While Hugh’s unkempt look in this hugely-appreciated 2002 flick may still have appealed to some, it was his heartwarming act as a man who unwillingly undertook the responsibility to play a buddy to a kid out of unexpected circumstances that soared his acting graph.
Whether it was driving his sports-car under pressure or flirting with the women at the “Single Parents Alone Together” group or that definitive scene where a disconsolate, lonely and, broken Will echoes the sadness that had taken home in his life, Hugh Grant’s illustrious career turned a corner in About A Boy.
2. Notting Hill
“Ten years from now, I’ll be still sitting on this sofa and wondering whether I made a mistake,” says Grant’s William Thacker in a movie that is dubbed among the most successful romantic comedies of all time.
Finally, there would be Hugh Grant-doubters who may end up sitting on their sofas wondering whether they failed to recognize his true potential as an actor.
In his part as a small bookshop-owner, Hugh epitomized the charm and struggle of a mild-mannered, down on his luck romantic Englishman whose life changes when a superstar walks into his delightful bookstore. The mellow shirts he wore, that brown corduroy jacket, the charming gait, the allure he brought out in his longing for Anna Scott and, that earnest smile as hung out with Julia Roberts’ Ana as the two hung out during the evening sky at London’s roads aided a magnetic charm to a flick that’s simply irresistible.
3. The Rewrite
“But you see, writing cannot be taught,” said Grant’s Keith Michaels to Marisa Tomei in another heart-wrenching collaboration with good friend Mark Lawrence. Probably, there’s truth in contending that the ‘Hugh Grant’ body of acting cannot be taught.
If you saw The Rewrite, one of the most under-appreciated mentions on the top 5 Hugh Grant roles of all time, then you’d realise that the actor drew inspiration from his real life in playing a part that was every bit as charming and delightful as the man in real.
He was, in the same sequence of acting- whether in the famous restaurant goof-up scene with his flame and romantic interest- or- in the altercation with the Jane Austin-obsessing teacher- as much fragile and vulnerable as he was cunningly charming. For playing a teacher that was anything but inspirational into turning up into a gentleman who saw more in a girl than an object to screw, Grant’s Michaels was charming, dashing, intelligent and in the end, inspiringly humane. The bond he epitomised with his students turned into stuff that was believable and less stuffed with melodrama one sees in movies that cater to teary-eyed narratives.

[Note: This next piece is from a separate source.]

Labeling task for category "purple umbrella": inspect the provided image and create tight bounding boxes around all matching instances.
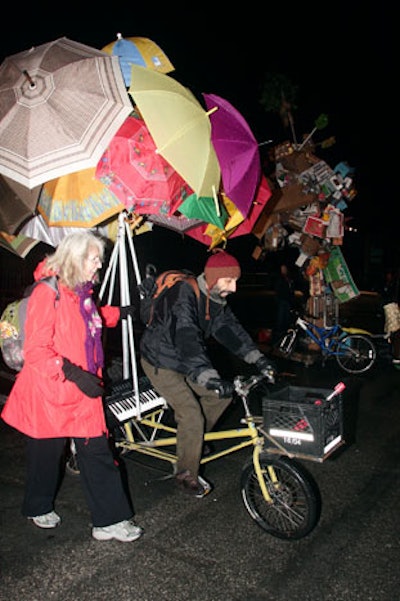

4. Florence Foster Jenkins
This is surely one among the top 5 Hugh Grant roles of all time. One can hardly concoct a reason for escaping a film when there’s a Meryl Streep playing a poignant albeit goofy role alongside Hugh Grant, as her romantic partner.
Did anyone see that coming?
But in playing a committed, emotional and caring husband to his funny misinformed socialite wife who thinks she’s a queen of melody, Grant notched up a performance that was endearing and can be watched again and again.
5. Love Actually
“England is also a country of Harry Potter and David Beckham’s foot,” only a Hugh Grant as the Prime Minister of England could’ve said something utterly outlandish and funny at the same time.
As the suave British PM, with an inkling affection for an absolute hottie of a secretary, Grant shook his booty and, brought a sedate easygoing charm to a character otherwise mired in debates and furore. We wondered whether there could actually be a PM like Hugh Grant in Love Actually in real; for he was just so admirably nonchalant like the cool breeze flowing over London throughout a year.